Prime Minister Kevin Rudd has called a special caucus meeting for Monday, July 22 to seek agreement on a radical overhaul of the process for the election of the ALP parliamentary leader, he announced this afternoon.
Under the process proposed by Rudd, with support from the Labor leadership team, the ALP parliamentary leader would be elected jointly by the ALP membership and caucus, with each having 50% of the vote.
A victorious Labor prime minister would also be fireproofed against leadership spills for the duration of a parliamentary term unless 75% of caucus decided they had brought the party into disrepute, effectively ruling out the circumstances that led to the removal of both Rudd and Julia Gillard, as well as repeated leadership instability during Gillard’s term.
The election process, which would automatically take place after an unsuccessful election or if a leader resigned or called a spill, would take 30 days, with ALP members eligible on the same basis as party voting for the ALP national president. Other leadership positions — the deputy leadership and the Senate leadership team — would continue to be elected solely by caucus, which would also have restored to it the right to select the front bench.
The mechanism proposed by Rudd differs from that of UK Labour, where MPs, party rank-and-file and party-affiliated organisations such as trade unions each have a one-third proportion of the leadership vote.
If caucus does not support the reforms, Rudd will call a special party meeting, but caucus sources say the proposals are likely to be endorsed.
Rudd had flagged last week, when announcing federal intervention in New South Wales, he would have more to say on ALP reform. But the proposal to overhaul the leadership ballot process was a surprise. In opening up the leadership ballot to rank-and-file members, Rudd can appear a democratic party reformer as well as reducing the chances of future leaders being removed in the way he was or undermined in the manner he relentlessly undermined Gillard.
It also serves to further distance Rudd from the unpopular aspects of the Labor brand, such as perceptions of control by factional powerbrokers and the behind-the-scenes influence of faceless men.
The opposition is likely to argue the announcement is further evidence the government is internally focused, but Rudd clearly has a triangulation strategy of being seen not merely to oppose Tony Abbott but the business-as-usual politics of the ALP, knowing full well the latter is even more unpopular with voters than the former. It is a strategy reminiscent of Peter Beattie’s post-Shepherdson inquiry strategy of virtually campaigning against his own as an agent of change and a new broom.

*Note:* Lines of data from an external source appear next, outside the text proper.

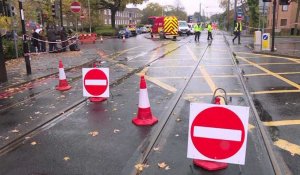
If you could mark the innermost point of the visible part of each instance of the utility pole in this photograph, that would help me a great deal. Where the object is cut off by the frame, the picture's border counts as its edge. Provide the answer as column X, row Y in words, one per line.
column 3, row 73
column 273, row 25
column 61, row 15
column 25, row 45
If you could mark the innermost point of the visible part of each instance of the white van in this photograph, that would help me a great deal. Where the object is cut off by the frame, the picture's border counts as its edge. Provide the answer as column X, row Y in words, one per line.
column 183, row 28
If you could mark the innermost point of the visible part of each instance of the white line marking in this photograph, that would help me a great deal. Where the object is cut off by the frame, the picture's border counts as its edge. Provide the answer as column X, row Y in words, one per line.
column 217, row 133
column 95, row 82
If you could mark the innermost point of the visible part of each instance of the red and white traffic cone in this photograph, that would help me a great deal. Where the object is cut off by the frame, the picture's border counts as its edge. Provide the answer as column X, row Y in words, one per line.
column 97, row 99
column 211, row 165
column 63, row 83
column 144, row 116
column 123, row 38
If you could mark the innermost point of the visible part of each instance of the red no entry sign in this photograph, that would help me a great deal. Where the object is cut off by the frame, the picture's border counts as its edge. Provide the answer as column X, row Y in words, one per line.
column 75, row 7
column 95, row 82
column 218, row 133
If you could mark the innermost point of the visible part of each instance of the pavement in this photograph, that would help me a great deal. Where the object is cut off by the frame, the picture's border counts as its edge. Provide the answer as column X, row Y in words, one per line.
column 100, row 138
column 286, row 46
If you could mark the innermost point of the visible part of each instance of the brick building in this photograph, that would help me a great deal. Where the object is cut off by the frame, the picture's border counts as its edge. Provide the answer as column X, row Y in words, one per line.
column 285, row 17
column 128, row 16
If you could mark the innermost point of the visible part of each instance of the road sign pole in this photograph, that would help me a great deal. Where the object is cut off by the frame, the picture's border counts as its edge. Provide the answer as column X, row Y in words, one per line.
column 25, row 45
column 273, row 25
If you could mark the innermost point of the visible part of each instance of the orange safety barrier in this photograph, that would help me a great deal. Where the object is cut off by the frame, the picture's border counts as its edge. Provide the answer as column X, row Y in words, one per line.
column 88, row 38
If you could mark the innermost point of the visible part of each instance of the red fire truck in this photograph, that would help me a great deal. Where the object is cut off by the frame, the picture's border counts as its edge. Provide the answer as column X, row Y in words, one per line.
column 164, row 26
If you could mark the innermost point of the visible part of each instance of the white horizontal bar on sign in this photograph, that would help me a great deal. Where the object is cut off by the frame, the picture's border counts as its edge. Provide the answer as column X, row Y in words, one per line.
column 95, row 82
column 217, row 133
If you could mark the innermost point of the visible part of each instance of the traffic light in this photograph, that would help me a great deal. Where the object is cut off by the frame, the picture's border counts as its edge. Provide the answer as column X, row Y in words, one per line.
column 11, row 11
column 190, row 19
column 53, row 10
column 284, row 2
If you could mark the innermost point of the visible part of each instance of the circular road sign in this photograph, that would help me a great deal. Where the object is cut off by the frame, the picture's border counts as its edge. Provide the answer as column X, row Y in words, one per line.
column 95, row 82
column 217, row 133
column 75, row 7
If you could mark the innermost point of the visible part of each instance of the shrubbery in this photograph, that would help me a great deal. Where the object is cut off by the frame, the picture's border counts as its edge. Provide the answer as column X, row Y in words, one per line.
column 9, row 48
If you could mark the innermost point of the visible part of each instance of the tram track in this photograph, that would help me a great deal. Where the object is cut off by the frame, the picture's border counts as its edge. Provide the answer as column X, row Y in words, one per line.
column 62, row 114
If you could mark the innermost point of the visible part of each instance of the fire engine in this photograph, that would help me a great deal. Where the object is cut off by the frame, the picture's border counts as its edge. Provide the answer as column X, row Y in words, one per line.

I’m a big fan of these planned reforms. I believe that the 50/50 power to the ALP members will serve to reduce the power of factional powerbrokers. I am not naive, I know that this will not solve everything, but it is certainly a step in the right direction.
I also think this is a smart move by Rudd politically. People are unhappy with the ALP and he is visibly taking steps to fix it up.
Rudd has come in and unleashed a barrage of bouncers, and Abbott is being forced onto the back foot here. How he responds remains to be seen. It could very well decide the election.
Rudd has always been a clever and astute political animal.
Here we see him at his best.
More to come coloured by a labors election victory. Rudd is systematically addressing and neutralising all of the issues which Tony Abbott can use to attack labor.
way to go Rudd, just Hope you are not still the micromanaging megalomaniac previously exhibited.
Many of us are being spun silly by Labor government media releases. I am lucky because my attitude to Labor Federal, State, and Local is based on my first hand experience. I understand how they react to people power. It is a shame it takes so long for our political allsorts to change their public positions on matters of governance. Perhaps that is because they have forgotten they are in place to exercise their influence to put into practice what their constituents want. The Liberal fight to take back the seat of Robertson has been full on for almost a year. While money makes that possible we get that. I do expect voters to start planing to exercise their votes below the line. For change and change again until our elected representatives start respecting their constituents and putting us and our wishes and needs before those of the two parties not much preferred. Edward James
The moment of catharsis the ALP has been waiting for since Keating bit the dust? If Kev manages to smash the union domination and return the party to its base, then his contribution to our future is greater than any leader – ALP or Liberal – since 1996. We need a strong progressive party to stop the Liberals from decaying into a neoconservative rump.
Viva el Kevis!
Autocratic Kev is back! My way or the highway. Branch stackers reinvigorated with new purpose and lease of life. Just call the real election Kev!